2:31 (In »The three dramatic revolutions of the Internet age«)
In 2013 statistics were made public revealing that the gaps in the socio-economic classes in the Unites States had returned to the same levels as in 1917. An entire century of energetic political attempts to level out class differences with egalitarian taxation, allowances and educational measures had come to nothing. Even in other parts of the world, these gaps are widening, and regrettably there is nothing either to suggest that they will decrease once the full power of the Internet revolution comes into effect. And then we have not even touched on the even more dramatic social and cultural class differences that are being created in the attentionalist society that is replacing the capitalist society online (see The Netocrats).
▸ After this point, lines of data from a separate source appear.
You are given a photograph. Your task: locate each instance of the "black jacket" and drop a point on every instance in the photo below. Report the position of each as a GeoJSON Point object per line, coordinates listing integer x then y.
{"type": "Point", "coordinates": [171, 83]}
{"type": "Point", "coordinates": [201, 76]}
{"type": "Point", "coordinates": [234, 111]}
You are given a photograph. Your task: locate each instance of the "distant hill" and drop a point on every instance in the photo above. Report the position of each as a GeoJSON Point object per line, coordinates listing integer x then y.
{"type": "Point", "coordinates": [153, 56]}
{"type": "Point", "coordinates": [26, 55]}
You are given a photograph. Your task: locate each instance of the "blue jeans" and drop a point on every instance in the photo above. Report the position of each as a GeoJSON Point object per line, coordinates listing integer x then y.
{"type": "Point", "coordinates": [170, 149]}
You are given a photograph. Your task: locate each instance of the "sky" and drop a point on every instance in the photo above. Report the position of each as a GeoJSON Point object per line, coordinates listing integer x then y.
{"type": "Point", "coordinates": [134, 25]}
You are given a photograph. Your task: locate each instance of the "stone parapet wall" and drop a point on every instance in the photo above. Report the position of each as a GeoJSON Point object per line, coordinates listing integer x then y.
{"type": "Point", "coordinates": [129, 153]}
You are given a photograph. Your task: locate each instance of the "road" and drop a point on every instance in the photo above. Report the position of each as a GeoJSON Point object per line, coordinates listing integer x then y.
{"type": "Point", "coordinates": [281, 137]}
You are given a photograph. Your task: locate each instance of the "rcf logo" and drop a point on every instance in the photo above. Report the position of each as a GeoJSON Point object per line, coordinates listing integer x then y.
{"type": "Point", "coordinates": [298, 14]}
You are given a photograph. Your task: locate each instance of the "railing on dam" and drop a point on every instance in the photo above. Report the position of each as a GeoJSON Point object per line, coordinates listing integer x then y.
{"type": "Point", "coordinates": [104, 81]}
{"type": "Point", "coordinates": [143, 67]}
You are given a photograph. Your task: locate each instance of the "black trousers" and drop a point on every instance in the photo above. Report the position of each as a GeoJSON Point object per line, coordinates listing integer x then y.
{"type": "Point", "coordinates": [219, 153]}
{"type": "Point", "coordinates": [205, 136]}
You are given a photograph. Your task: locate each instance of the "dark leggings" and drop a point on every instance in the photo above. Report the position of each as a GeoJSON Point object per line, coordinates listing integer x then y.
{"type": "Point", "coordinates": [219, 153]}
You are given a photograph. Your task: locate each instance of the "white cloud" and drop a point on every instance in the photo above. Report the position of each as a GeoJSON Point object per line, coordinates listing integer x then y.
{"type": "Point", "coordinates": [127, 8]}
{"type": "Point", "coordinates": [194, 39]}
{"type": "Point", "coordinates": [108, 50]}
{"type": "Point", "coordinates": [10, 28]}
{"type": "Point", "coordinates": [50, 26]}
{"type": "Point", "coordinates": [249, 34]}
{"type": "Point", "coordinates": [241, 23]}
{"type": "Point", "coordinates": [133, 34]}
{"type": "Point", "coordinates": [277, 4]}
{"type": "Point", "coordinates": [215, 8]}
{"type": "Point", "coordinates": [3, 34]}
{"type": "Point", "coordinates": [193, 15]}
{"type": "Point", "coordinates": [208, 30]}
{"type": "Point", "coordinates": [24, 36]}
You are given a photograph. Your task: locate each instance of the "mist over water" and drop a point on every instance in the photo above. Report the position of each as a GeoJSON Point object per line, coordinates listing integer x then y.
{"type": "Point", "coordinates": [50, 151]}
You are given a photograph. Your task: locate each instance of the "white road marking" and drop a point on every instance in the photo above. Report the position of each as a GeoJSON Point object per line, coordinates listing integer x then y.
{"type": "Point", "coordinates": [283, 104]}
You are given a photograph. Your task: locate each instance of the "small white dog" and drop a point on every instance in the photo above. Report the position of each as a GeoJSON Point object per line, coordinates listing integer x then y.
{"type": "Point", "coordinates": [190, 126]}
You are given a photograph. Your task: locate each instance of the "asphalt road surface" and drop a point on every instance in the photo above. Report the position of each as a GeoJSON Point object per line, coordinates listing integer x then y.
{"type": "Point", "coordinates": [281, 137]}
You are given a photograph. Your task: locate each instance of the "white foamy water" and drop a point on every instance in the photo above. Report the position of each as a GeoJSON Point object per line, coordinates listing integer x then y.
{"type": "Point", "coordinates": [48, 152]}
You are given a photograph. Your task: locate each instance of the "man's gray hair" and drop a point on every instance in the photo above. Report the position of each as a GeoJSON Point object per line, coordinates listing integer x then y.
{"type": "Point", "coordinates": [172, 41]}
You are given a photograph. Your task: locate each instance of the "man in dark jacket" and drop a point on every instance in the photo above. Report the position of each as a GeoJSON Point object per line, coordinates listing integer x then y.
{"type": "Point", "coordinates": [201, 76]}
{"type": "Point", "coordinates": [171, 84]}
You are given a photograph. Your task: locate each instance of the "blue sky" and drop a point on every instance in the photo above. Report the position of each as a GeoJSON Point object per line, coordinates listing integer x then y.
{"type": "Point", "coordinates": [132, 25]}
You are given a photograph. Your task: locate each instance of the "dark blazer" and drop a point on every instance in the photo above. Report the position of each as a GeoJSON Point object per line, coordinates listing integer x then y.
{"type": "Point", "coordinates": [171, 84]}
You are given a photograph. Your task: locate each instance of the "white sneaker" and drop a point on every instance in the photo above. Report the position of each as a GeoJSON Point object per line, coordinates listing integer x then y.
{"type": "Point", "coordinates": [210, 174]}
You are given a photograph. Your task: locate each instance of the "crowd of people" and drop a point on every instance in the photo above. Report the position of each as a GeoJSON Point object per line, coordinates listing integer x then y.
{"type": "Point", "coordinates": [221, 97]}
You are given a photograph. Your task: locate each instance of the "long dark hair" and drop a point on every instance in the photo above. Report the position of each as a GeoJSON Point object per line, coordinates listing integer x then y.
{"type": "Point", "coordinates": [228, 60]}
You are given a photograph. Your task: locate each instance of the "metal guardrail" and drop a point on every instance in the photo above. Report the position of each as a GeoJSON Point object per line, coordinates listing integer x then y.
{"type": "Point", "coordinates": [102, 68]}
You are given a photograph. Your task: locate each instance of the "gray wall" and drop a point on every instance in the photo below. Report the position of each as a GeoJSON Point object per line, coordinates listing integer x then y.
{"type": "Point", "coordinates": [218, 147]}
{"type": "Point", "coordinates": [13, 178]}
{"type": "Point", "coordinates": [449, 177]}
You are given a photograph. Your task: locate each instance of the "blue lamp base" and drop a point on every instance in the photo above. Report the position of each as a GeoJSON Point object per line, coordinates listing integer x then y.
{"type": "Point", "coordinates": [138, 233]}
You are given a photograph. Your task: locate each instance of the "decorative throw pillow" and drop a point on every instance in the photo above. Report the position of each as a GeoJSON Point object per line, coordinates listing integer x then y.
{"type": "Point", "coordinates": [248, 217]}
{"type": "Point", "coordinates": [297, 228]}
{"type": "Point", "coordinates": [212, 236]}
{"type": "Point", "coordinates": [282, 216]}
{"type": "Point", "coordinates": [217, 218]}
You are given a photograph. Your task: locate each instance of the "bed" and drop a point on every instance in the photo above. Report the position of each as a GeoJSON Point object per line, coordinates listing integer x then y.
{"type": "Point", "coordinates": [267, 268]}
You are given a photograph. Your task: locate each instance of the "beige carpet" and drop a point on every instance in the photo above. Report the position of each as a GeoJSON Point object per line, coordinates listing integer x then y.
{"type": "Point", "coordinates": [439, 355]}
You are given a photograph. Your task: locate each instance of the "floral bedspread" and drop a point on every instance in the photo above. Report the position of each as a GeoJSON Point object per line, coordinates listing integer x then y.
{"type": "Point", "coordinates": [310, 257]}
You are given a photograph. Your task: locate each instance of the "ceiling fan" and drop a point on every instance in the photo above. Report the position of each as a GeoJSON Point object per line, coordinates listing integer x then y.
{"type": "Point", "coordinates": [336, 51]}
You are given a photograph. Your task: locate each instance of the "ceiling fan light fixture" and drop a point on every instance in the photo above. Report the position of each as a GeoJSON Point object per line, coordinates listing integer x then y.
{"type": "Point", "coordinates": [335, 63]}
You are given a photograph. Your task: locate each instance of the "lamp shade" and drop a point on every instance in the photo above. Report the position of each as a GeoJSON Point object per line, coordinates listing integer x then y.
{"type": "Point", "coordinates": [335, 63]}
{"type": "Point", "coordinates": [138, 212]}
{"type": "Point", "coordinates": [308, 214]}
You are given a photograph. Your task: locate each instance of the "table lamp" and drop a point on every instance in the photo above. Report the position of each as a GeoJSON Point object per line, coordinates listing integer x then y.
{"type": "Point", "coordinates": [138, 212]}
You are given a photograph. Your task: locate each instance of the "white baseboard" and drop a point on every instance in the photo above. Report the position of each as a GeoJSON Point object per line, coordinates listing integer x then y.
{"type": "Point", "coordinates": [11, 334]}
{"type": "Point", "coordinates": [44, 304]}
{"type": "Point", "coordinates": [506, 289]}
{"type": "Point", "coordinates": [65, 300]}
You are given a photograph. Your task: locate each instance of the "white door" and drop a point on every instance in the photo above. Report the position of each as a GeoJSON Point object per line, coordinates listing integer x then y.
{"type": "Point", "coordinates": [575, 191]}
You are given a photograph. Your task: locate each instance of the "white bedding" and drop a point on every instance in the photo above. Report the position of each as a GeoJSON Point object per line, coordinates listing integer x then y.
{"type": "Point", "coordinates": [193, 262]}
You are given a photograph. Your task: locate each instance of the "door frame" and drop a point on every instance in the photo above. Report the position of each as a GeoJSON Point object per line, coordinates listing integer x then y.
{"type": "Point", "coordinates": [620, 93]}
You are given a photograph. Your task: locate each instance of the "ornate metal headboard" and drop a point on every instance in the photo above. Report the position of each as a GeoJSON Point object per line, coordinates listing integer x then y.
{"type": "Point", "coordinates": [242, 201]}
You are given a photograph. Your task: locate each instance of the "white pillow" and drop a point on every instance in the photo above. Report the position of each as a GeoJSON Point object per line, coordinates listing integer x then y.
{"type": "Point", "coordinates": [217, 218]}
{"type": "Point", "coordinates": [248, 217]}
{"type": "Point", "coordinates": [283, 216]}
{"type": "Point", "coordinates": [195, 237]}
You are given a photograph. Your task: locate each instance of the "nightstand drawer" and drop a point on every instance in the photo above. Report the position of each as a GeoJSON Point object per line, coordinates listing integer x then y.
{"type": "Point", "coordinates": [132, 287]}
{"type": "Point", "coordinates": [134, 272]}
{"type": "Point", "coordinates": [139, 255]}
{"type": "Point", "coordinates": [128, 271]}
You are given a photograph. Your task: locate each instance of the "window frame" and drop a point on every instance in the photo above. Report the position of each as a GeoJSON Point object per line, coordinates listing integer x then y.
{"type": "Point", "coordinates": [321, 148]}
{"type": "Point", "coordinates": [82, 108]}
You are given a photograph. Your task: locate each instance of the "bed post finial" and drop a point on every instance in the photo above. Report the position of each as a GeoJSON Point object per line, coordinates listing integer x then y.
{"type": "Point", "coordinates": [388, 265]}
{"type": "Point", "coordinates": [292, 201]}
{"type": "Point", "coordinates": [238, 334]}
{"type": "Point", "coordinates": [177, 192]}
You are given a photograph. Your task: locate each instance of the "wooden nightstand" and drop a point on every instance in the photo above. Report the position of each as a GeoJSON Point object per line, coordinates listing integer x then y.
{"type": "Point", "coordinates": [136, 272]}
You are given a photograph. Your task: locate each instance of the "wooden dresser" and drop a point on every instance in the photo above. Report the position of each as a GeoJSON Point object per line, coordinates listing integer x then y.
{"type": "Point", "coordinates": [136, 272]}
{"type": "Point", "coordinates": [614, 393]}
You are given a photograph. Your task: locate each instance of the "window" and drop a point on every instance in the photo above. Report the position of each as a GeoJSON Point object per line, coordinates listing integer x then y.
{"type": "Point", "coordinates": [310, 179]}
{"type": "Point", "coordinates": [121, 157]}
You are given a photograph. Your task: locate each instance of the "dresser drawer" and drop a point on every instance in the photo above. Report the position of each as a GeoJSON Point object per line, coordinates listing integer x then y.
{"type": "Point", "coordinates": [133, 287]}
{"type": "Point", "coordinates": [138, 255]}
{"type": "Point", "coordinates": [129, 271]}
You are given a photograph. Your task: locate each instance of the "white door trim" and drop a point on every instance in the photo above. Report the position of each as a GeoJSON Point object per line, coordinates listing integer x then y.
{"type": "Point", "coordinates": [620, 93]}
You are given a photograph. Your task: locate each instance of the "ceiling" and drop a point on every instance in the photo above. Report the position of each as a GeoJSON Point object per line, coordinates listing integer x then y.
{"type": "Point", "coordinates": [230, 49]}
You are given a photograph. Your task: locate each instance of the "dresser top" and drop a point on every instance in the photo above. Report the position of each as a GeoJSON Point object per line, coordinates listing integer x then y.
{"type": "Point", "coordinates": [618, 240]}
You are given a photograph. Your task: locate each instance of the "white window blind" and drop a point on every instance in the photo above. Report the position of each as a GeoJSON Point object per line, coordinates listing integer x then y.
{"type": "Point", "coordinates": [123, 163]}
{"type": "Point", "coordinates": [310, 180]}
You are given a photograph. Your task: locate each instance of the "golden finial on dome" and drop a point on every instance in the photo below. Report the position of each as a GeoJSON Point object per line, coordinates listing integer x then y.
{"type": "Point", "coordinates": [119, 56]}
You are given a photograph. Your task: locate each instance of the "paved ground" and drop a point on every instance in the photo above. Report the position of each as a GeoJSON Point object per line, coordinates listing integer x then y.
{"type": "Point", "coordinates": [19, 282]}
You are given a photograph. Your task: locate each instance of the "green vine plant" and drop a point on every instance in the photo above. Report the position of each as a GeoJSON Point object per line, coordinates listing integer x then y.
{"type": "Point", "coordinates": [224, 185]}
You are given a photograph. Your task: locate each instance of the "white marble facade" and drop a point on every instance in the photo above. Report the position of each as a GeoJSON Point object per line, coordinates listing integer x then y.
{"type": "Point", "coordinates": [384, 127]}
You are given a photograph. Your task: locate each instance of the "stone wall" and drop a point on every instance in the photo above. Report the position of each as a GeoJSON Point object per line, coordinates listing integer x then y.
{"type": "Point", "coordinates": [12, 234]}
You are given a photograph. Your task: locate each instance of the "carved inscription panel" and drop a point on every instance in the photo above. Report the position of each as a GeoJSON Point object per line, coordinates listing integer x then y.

Only a handful of Twitter users have access to hundreds of thousands of followers, but they are sitting on the netocratic megaphone, they really have attentionalist power. Meanwhile the great mass of people are pseudo-babbling on Twitter straight out into the void without any of the people in power caring at all. This goes on until they tire and, having given up, are forced to accept their powerlessness and total lack of influence in their capacity as faceless biomass in the great, vegetating consumtariat.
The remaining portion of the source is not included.